ロイドがイシスの歌を解析し、そして利用方法を考えたと伝えてきたのはキースがやってくるつい数分前のことだ。知らずとも無理はないので、イシスはロイドが渡してきた端末内の企画書を見せた。


「私の歌にも、風の歌と同じように人間に何かしらの作用をもたらす力がある。生体フォールド波の影響力はワルキューレに近いものがあるけれどね。電子化した私の歌を全宇宙へ配信することで、風の歌が脳に影響しやすくなるようにする」

「前座、ということか」

「そうとも言うわ」


ワルキューレと並び銀河ネットの楽曲人気ランキング上位の常連であるアルクマーン、その知名度を持ってすれば造作もないことだ。ロイドも陛下もそう言ってくれた。ワルキューレと敵対するというよりも、人気の取り合いのような状況になっていることが不思議だったが、イシスはそれで良いような気がした。
戦場で実際にワルキューレやデルタ小隊と向かい合った、あの心がすり減るような感覚は正直辛い。寿命が縮むような心地だ。


「私の歌は、あなたが大空を舞うためにある。」

「ならば、俺の翼はお前を守るために。」


優しく手をとって、指先に唇が触れる。
柔らかいキースの髪の毛が、そろりと腕をなぞった。穏やかな色をたたえるルンは、イシスの考えを受け入れていることが伺える。たったそれだけのこと。それだけのことで、穏やかな黄色と白、ベージュ、春先の青々とした若葉を透かしてくる光、その光で描かれる複雑な模様の影。そういった素敵なものを全て集めてもかなわないくらいに、イシスの胸は満たされた。
いつもは鋭く周囲を警戒しているキースの瞳も、今は春風のように優しい。恐らくは、イシス以外にそう見せない顔。触れ合う指先から伝わる体温と、交わった視線から感じる愛情に心臓が高鳴る。

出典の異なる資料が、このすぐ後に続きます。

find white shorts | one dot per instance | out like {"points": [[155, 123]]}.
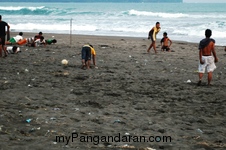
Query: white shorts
{"points": [[208, 63]]}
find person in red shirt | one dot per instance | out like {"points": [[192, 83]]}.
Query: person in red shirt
{"points": [[206, 60]]}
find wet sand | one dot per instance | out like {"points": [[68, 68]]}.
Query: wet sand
{"points": [[131, 94]]}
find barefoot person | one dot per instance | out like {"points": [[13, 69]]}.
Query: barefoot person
{"points": [[165, 43], [15, 40], [206, 60], [152, 35], [87, 51], [3, 26]]}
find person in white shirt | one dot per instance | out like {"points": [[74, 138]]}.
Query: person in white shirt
{"points": [[12, 49]]}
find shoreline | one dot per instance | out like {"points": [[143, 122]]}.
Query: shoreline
{"points": [[132, 93], [74, 36]]}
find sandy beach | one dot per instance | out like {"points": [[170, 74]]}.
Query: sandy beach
{"points": [[131, 94]]}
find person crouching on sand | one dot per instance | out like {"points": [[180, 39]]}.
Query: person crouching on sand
{"points": [[12, 49], [152, 35], [164, 43], [87, 51], [206, 60]]}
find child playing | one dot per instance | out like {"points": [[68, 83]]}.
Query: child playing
{"points": [[164, 43]]}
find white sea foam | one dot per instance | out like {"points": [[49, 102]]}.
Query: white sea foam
{"points": [[128, 19]]}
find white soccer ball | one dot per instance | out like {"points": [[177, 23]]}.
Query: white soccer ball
{"points": [[64, 62]]}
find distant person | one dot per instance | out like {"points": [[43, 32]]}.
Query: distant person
{"points": [[51, 41], [38, 36], [87, 52], [152, 35], [12, 49], [165, 42], [206, 60], [36, 42], [3, 31], [15, 40]]}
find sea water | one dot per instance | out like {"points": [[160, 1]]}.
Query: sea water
{"points": [[182, 21]]}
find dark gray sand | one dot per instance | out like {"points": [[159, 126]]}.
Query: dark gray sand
{"points": [[132, 94]]}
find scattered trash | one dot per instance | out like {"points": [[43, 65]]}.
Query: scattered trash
{"points": [[188, 81], [1, 127], [52, 118], [28, 120], [32, 130], [199, 130], [56, 108], [145, 61], [64, 62], [47, 132], [148, 148], [76, 109], [117, 121]]}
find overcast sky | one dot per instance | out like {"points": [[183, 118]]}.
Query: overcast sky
{"points": [[204, 1]]}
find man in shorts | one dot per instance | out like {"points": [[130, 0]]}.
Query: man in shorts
{"points": [[87, 51], [206, 60], [3, 25], [152, 35], [165, 41]]}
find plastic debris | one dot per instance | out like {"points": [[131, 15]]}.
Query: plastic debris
{"points": [[28, 120], [56, 108], [199, 130], [188, 81], [52, 118], [117, 121]]}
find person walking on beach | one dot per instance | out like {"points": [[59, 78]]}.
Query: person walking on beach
{"points": [[152, 35], [165, 43], [206, 60], [87, 51], [3, 25], [15, 39]]}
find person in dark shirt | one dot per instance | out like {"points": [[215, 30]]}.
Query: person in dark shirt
{"points": [[3, 26]]}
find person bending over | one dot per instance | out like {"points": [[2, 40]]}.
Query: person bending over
{"points": [[152, 35], [164, 43], [87, 51]]}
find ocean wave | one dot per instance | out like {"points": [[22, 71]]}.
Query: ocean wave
{"points": [[157, 14], [133, 12]]}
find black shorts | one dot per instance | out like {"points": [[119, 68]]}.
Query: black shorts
{"points": [[165, 48], [2, 40], [86, 53]]}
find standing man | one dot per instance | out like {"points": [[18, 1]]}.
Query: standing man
{"points": [[87, 51], [206, 60], [152, 35], [3, 26]]}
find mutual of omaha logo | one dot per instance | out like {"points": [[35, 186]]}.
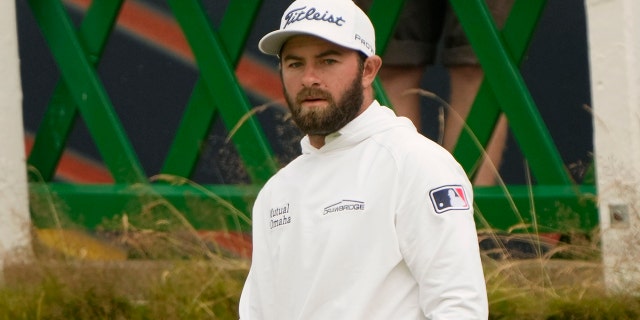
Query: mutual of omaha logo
{"points": [[279, 216], [447, 198], [344, 206]]}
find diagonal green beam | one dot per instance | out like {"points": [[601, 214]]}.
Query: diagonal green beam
{"points": [[61, 113], [86, 91], [517, 33], [219, 77], [201, 110], [512, 94]]}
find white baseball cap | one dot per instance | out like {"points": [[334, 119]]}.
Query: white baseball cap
{"points": [[339, 21]]}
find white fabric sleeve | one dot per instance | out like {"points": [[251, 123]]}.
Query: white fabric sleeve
{"points": [[440, 248]]}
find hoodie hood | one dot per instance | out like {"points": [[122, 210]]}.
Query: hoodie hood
{"points": [[374, 120]]}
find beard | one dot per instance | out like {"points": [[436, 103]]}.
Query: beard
{"points": [[325, 120]]}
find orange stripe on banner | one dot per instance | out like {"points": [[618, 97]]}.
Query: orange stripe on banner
{"points": [[162, 31]]}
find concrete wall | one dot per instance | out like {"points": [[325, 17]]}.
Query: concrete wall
{"points": [[614, 43], [14, 208]]}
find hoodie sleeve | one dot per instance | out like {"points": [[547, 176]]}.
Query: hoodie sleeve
{"points": [[438, 238]]}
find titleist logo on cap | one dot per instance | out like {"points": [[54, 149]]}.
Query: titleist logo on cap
{"points": [[300, 14]]}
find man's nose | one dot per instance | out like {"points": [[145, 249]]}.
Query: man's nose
{"points": [[310, 76]]}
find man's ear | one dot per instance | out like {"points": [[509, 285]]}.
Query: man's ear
{"points": [[371, 67]]}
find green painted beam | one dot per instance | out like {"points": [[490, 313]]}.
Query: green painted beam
{"points": [[557, 208], [517, 33], [62, 112], [224, 90], [384, 15], [201, 111], [511, 92], [87, 92]]}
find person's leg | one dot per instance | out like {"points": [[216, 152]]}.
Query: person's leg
{"points": [[396, 80], [465, 82], [466, 75]]}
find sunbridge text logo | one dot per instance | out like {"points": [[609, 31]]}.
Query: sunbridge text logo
{"points": [[344, 206]]}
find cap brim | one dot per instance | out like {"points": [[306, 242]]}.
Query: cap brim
{"points": [[273, 41]]}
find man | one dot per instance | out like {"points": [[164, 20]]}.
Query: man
{"points": [[360, 226]]}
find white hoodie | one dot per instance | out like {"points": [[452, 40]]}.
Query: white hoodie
{"points": [[376, 224]]}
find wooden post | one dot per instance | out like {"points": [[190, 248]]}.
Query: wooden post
{"points": [[15, 239], [614, 44]]}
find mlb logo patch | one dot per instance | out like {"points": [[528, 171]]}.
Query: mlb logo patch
{"points": [[447, 198]]}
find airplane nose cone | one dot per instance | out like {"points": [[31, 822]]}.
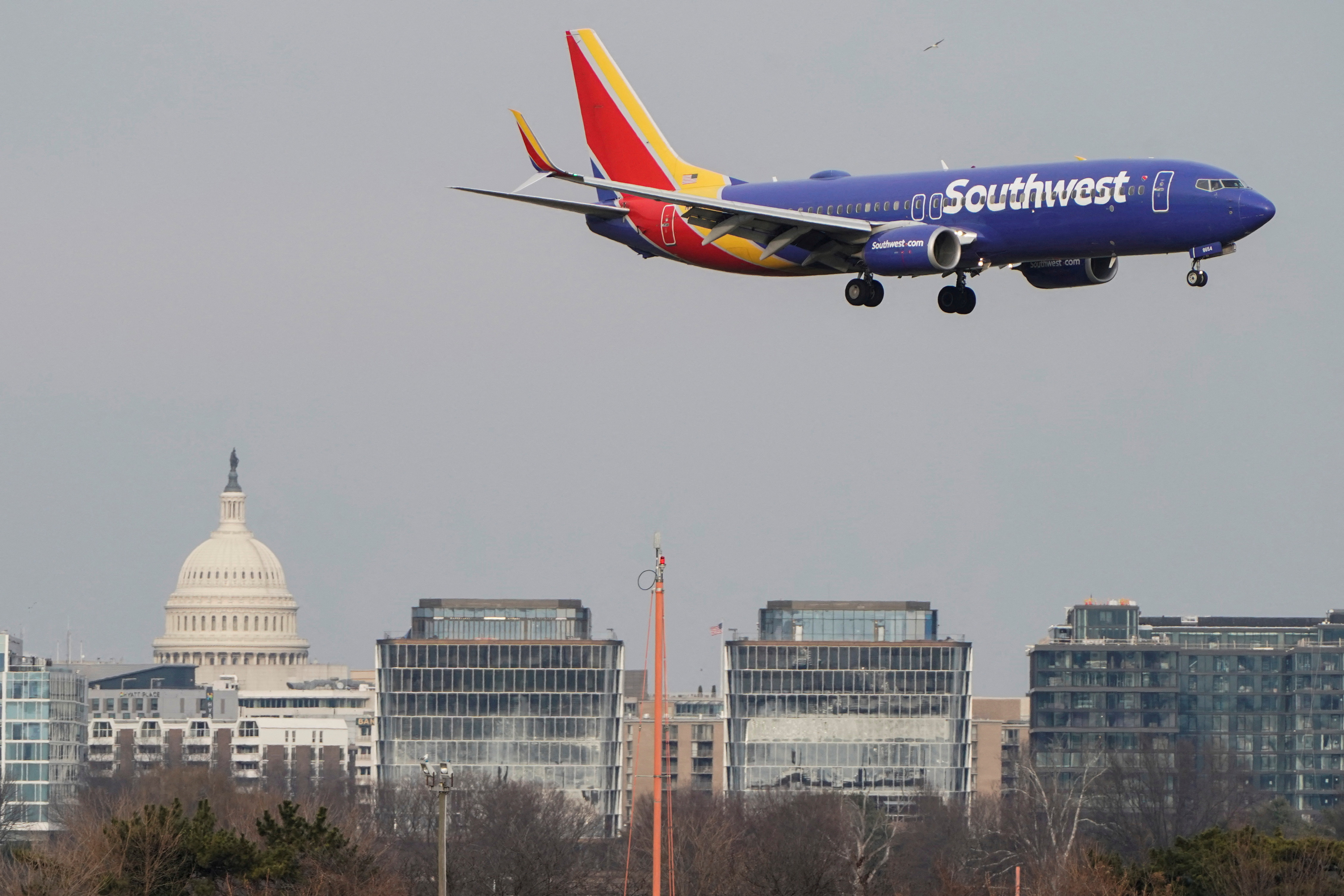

「私は歌うわ。私が大切に思う人のために。だから明日からの出撃にはついていかない。ウィンダミアの遺跡からハインツを助けることになるの。」

「……わかった。どのような戦況であっても、お前の歌と心は俺に届く。」

「ええ、間違いなく」


二人は柔らかなキスをかわすと、出立となる朝までずっとただひたすらに隣に居た。